Le procès intenté à Navin Ramgoolam dans l’affaire des coffres-forts contenant Rs 220 M retrouvés à son domicile de Riverwalk a été appelé pour la première fois ce matin en Cour intermédiaire. L’ancien Premier ministre a plaidé non coupable aux vingt-trois chefs d’accusation logés contre lui pour « accepting payments in cash in excess of an amount equivalent to 500 000 rupees in foreign currency ». Des délits qui auraient été commis entre 2009 et 2015. Le représentant de la poursuite Me Denis Mootoo compte écrire au Master de la cour pour solliciter une équipe et 5 counting machines en vue de compter les billets saisis. Cet exercice se fera le 10 mai 2018, date à laquelle le procès a été fixé. Le 31 mai et 21 juin 2018 ont aussi été retenues pour l’audience.
Le DPP avait fait deux suggestions, soit que le commissaire de police remette un rapport à l’Integrity Reporting Services Agency en vertu de l’article 9 (2) de la Good Governance and Integrity Reporting Act ou que l’enquête soit référée à la MRA pour d’éventuels “revenue offences” commises par Navin Ramgoolam. Ce dernier fait ainsi face à un procès en Cour intermédiaire avec 23 charges de “limitation of payment in cash”, en violation avec les articles 5, 7 et 8 de la FIAMLA, soit pour « accepting payment in cash in excess of an amount equivalent to Rs 500 000 in foreign currency ». Vingt et un témoins ont été assignés à comparaître, dont des enquêteurs du CCID ainsi que des officiers de la Banque de Maurice et de la State Bank of Mauritius.
Les 17 premières charges retenues contre Navin Ramgoolam, pour des délits commis entre le 31 janvier 2009 et le 7 février 2015, font état de ces “Never-Used 100-dollar Bank Notes” retrouvés dans leur emballage d’origine. Avec l’entraide judiciaire auprès de l’Allemagne, il a été déterminé que ces coupures en dollars américains avaient transité par deux banques allemandes via Chicago et New York. Les six autres charges concernent les Rs 110 M en coupures bancaires de Rs 1 000, l’étiquette attribuée à la State Bank of Mauritius attestant de leur provenance.

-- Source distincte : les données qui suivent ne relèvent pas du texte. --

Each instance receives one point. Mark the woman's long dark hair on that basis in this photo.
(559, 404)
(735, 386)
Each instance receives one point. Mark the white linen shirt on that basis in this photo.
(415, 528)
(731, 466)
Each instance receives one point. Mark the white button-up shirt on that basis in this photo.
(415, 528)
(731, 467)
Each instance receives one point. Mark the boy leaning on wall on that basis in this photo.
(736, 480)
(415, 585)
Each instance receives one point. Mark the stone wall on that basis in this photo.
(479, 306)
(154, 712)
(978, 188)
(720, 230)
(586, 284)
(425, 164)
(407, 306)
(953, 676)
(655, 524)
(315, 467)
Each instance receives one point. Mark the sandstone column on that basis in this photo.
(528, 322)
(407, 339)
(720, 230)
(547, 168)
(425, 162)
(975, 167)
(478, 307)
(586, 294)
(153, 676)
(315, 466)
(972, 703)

C’est lors d’une perquisition au domicile de l’ancien Premier ministre à Riverwalk, à Vacoas, le 6 février 2015, que d’importantes sommes d’argent, tant en roupies qu’en devises étrangères, avaient été saisies dans ses coffres-forts. L’enquête de la police avait été bouclée le 3 février dernier mais le DPP lui avait demandé une enquête approfondie.

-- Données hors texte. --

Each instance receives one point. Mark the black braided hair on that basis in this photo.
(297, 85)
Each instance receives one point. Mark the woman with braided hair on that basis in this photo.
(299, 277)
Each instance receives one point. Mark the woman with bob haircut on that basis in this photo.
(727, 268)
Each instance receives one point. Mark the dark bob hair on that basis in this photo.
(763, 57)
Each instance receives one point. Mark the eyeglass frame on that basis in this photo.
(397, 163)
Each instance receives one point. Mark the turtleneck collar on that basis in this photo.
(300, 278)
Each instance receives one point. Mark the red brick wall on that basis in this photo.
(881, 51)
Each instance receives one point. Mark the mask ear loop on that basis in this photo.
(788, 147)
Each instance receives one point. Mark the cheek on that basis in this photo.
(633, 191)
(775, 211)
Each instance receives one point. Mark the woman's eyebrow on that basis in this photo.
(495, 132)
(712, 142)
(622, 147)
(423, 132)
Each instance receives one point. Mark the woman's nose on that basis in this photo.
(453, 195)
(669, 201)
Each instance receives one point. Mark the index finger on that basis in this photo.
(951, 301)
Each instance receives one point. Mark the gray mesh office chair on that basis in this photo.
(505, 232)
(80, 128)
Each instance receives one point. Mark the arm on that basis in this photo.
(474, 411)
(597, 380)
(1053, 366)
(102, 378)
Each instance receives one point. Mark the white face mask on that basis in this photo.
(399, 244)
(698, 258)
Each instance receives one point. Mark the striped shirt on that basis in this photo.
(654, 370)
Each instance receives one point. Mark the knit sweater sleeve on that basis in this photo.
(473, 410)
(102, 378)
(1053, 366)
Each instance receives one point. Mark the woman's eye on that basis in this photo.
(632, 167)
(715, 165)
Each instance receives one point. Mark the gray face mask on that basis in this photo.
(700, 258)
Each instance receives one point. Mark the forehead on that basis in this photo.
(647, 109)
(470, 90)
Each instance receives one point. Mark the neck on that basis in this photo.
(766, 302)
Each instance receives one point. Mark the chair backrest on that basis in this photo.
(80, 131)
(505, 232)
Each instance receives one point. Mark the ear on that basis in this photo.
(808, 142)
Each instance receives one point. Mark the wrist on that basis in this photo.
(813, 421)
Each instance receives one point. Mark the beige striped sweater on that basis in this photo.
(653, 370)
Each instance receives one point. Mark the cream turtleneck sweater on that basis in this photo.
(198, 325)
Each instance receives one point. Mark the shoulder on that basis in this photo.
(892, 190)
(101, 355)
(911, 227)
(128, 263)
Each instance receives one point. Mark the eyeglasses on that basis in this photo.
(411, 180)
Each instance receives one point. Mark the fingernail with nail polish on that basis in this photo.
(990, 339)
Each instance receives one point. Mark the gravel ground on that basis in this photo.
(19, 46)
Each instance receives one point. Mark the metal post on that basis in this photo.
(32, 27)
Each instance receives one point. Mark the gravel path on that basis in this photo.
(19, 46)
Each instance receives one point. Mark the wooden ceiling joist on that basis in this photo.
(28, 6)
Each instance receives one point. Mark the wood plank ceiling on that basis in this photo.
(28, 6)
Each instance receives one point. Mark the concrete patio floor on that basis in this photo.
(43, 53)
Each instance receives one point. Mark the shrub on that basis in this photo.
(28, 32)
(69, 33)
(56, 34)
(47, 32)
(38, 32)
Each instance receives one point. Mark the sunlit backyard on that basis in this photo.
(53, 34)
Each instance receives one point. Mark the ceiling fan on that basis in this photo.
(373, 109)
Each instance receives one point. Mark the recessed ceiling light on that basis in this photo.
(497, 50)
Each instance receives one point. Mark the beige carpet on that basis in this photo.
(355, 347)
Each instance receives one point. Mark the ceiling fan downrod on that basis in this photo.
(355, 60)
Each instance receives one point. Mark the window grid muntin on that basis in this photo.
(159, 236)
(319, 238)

Après un nouveau rendez-vous de l’ex-Premier ministre au CCID, le “Missing Link” avait pu être établi concernant le transfert de l’équivalent de Rs 110 millions en dollars américains à Maurice. C’est le deuxième procès au pénal pour Navin Ramgoolam devant la Cour intermédiaire. En effet, il fait déjà l’objet de poursuites formelles, notamment pour des incidents survenus au campement de Roches-Noires dans la nuit du 2 au 3 juillet 2011.